The alkynylation of [Pt(bzq)(u-Cl)]2 (bzqH = benzo[h]quinoline) with excess of LiC≡CR in diethyl ether leads to novel (7,8- benzoquinolinate)bis(alkynyl)platinate(II) monoanionic species [Pt(bzq)(C≡CR)2]- (R = tBu 1, SiMe 3 2, Ph 3, Tol 4, C6H4CF3-4 5, C5H4N-2 6, C6H4-C≡CPh 7) which have been isolated as tetrabutylammoniun salts. The molecular X-ray structures of 3 and 6 reveal the presence of discrete anions with bond lengths and angles similar to those of related cyclometalated Pt compounds and no evidence of π-π or Pt-Pt stacking interactions.
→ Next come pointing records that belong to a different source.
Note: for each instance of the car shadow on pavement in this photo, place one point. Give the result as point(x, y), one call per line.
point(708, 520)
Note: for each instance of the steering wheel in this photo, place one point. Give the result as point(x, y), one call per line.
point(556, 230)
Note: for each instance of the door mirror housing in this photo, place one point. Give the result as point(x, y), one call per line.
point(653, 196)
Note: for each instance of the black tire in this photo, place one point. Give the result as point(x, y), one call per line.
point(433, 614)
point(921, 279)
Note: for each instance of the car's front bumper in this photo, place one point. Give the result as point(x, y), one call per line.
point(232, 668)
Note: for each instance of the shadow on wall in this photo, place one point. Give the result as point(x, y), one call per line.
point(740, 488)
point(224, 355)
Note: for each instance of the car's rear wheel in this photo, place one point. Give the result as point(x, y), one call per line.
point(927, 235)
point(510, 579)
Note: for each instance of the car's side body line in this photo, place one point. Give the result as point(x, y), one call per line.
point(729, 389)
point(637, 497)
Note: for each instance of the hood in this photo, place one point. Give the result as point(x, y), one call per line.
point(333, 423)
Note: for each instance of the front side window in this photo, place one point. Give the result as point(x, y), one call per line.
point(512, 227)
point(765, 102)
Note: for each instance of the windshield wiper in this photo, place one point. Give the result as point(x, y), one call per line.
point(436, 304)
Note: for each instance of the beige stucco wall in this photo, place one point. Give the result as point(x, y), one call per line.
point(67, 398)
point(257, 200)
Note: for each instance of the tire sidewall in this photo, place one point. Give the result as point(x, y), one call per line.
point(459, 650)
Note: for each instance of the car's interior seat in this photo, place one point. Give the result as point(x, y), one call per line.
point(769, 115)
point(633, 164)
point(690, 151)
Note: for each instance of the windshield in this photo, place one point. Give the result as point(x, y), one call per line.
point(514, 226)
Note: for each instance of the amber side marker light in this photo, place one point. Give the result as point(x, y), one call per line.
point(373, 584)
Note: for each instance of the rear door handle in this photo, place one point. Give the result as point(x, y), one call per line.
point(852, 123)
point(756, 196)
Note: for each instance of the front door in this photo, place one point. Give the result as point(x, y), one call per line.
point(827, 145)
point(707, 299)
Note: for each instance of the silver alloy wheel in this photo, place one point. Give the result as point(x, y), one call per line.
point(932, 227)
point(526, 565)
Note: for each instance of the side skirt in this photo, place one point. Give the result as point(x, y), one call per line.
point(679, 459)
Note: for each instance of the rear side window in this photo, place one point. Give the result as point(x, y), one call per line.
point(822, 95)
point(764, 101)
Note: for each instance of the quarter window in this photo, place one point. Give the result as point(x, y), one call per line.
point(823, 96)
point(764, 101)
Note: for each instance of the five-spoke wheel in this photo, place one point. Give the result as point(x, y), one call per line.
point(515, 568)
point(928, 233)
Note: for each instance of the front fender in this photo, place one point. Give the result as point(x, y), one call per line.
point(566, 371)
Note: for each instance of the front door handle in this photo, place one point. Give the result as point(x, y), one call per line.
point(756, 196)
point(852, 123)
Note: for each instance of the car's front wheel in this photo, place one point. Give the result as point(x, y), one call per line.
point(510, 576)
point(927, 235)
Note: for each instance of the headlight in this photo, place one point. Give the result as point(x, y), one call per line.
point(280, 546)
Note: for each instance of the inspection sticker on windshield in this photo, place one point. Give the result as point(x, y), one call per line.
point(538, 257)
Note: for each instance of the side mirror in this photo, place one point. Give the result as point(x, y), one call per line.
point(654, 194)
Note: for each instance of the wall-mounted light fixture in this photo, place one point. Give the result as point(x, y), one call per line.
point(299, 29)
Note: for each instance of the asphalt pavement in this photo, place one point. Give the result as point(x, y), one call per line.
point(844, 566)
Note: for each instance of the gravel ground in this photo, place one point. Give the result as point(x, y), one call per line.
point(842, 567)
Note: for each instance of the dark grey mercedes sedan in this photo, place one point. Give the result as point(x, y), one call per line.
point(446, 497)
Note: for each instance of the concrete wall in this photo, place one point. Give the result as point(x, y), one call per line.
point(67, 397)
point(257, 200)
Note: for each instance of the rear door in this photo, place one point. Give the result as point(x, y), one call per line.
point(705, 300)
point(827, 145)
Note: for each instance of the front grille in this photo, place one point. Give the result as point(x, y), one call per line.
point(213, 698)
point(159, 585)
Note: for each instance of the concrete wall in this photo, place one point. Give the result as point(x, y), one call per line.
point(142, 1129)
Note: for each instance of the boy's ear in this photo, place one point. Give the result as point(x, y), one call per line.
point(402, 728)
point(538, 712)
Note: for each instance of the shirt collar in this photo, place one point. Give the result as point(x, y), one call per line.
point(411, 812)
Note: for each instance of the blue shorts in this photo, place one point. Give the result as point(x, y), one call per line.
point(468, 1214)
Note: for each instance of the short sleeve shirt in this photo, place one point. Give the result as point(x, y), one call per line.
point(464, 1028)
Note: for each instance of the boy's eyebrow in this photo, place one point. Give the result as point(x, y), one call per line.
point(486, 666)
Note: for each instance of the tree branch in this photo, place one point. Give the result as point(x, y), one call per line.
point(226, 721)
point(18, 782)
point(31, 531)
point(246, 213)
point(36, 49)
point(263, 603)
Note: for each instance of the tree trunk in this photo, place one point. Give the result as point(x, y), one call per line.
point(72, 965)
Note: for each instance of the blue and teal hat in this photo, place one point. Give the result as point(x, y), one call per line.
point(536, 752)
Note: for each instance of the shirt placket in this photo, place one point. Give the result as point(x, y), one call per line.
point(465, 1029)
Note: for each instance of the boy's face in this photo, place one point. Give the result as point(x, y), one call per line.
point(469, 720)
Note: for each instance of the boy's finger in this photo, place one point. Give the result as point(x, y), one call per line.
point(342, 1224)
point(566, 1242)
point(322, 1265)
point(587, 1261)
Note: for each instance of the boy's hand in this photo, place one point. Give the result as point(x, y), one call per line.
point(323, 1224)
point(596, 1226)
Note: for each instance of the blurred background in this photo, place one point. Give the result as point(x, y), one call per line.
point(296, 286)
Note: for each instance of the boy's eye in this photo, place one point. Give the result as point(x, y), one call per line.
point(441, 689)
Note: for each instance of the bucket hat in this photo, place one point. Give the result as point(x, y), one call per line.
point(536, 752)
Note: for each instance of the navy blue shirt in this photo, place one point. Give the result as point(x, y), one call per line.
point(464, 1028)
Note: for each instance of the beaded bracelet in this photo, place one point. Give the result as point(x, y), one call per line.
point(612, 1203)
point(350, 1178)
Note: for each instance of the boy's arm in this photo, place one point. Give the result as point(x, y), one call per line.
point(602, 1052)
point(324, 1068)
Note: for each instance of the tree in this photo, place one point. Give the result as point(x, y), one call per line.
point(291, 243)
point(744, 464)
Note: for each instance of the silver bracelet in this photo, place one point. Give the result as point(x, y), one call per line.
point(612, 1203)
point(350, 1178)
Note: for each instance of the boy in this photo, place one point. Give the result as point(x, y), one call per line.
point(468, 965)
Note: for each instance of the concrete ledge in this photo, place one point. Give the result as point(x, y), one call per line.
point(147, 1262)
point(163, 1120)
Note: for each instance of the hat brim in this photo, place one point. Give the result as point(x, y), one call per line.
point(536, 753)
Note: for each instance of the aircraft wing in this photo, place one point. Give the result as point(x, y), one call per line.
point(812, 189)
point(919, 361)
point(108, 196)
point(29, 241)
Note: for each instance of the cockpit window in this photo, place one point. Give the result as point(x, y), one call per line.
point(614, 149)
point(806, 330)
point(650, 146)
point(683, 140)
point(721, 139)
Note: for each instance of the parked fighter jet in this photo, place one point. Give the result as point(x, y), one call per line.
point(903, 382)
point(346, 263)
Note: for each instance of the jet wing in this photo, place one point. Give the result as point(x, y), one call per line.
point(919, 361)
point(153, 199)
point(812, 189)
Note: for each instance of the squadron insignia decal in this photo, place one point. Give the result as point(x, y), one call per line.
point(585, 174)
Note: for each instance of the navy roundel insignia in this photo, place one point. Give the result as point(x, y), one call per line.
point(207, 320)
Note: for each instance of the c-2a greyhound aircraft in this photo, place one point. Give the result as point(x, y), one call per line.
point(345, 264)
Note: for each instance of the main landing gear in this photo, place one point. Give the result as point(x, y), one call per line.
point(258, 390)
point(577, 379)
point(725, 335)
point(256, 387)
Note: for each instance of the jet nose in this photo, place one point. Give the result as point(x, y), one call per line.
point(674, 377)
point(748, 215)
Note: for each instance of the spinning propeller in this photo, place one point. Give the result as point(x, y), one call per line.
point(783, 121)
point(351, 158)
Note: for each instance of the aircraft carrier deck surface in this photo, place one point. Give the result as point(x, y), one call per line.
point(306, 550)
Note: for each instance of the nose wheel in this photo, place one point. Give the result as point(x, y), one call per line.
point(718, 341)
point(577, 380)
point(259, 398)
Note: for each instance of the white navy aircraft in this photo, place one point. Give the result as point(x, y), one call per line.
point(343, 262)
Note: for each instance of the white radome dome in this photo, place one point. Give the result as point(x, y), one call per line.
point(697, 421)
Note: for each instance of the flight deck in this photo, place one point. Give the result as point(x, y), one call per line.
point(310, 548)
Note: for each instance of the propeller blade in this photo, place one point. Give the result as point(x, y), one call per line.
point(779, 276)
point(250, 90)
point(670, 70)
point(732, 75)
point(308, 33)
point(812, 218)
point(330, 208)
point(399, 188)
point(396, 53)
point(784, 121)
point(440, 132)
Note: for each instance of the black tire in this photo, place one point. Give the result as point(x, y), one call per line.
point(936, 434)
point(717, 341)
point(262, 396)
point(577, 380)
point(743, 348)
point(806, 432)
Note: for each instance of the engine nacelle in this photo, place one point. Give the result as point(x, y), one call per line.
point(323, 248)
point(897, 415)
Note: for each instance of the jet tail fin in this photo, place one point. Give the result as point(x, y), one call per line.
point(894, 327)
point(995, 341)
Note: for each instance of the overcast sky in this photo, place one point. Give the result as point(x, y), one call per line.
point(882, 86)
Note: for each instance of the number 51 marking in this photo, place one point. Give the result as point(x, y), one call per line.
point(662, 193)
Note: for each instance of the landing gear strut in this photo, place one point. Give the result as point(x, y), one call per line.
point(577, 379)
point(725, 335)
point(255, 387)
The influence of the R substituent on the photophysics of the complexes has been examined by UV-visible absorption, emission spectroscopy and cyclic voltammetry. Complexes 1-6 show a similar strong luminescence in both the solid state (structureless emission) and frozen solutions (well-resolved vibronic structures) while the emissions in solution at room temperature are red shifted (relative to the glass) and weak. For these complexes, on the basis of TD-DFT calculations which reproduce the experimental structure of anion 3, [Pt(bzq)(C≡CPh)2]-, the emissions are proposed to arise from mixed [π C≡CR/Pt d/π (bzq) → π* bzq] transitions. In contrast, complex 7 which contains the extended p-phenylethynylphenylacetylide ligand, C≡CC6H 4-C≡CPh, displays a structured emission both at 298 K and in glassy CH2Cl2 solutions. In this case the lack of a significant rigidochromism and DFT theoretical calculations support the involvement of a low-lying, metal perturbed acetylenic 3ππ * (C≡CC6H4-C≡CPh) excited state. © The Royal Society of Chemistry 2003.